In the recent past, we talked about branding as a means of connecting with your audience on an emotional level. In our industry, we could be mostly right brain brand marketers, approaching advertising as a forum for creative storytelling.
Then along came digital.
It’s been twenty years since the first banner ads ran online. With digital, we were exposed to a new creative canvas to build truly immersive brand experiences. But digital also offered something else, something for the left brain marketer – namely, the capacity to prove the ROI and efficiencies of brand advertising. And this capacity to blend creative with bottom-line analytics stands to change the face of marketing.
Among leading organizations, tomorrow’s marketing departments will be viewed as a profit centre instead of a cost centre. Left brain-inclined performance advertisers, who have historically sought out measurability and efficiency of the web, will establish the new rules for the industry at large.
Canadian consumers are already ahead of the industry. Canadians are world leaders in consuming online video – each of us watches more than 150 videos each month – and we now spend more time online than in front of traditional screens (but I caution that this isn’t a conversation about traditional versus digital).
If brand marketers want to catch up to the Canadian consumer, they must adopt many of the lessons learned by performance advertisers. Effective campaign managers will consider familiar problems in new ways. They will measure beyond the conversion and account for the customers’ journey across screens and media types, as well as accounting for the offline sales driven by digital investments. They will re-conceptualize e-commerce and affiliate programs as a part of a brand’s enlarged media ecosystem. And they will recognize that traditional screens and new platforms are now reliant on one another to optimize relevance of a brand’s overall reach and effectiveness.
The good news is this level of measurement is becoming possible. Over the last decade our industry has developed powerful metrics to measure advertising; advertisers can tally clicks, reach and the resulting conversions or purchases. This has redefined performance advertising (where the goal is an immediate sale or click). And we’re continuing to work on better metrics for brand advertising that can become as important as the click has become.

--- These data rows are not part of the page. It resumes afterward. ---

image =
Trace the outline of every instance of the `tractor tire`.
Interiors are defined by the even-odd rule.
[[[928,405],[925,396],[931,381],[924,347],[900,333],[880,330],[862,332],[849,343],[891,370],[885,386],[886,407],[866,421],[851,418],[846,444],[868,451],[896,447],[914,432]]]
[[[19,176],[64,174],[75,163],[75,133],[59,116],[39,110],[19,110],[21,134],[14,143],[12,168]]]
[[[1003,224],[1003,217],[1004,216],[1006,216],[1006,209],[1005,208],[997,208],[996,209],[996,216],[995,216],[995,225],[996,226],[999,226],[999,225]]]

If we want to remain competitive and in touch with our consumers, no longer can we look at digital as a secondary consideration or simply a way of extending the reach of our traditional campaigns. Marketers who are making the biggest headway today are taking the reverse approach and leveraging the power of digital measurement to inform their traditional TV campaigns.
I believe that the most exciting times in marketing are yet to come. As our industry moves headlong into a digital future, marketers must balance their left-brain and right-brain skills to change the way we work and how we measure our accountability and impact on the bottom line. The payoff will be rich, multi-dimensional campaigns that resonate with today’s Canadian consumer – while driving profit.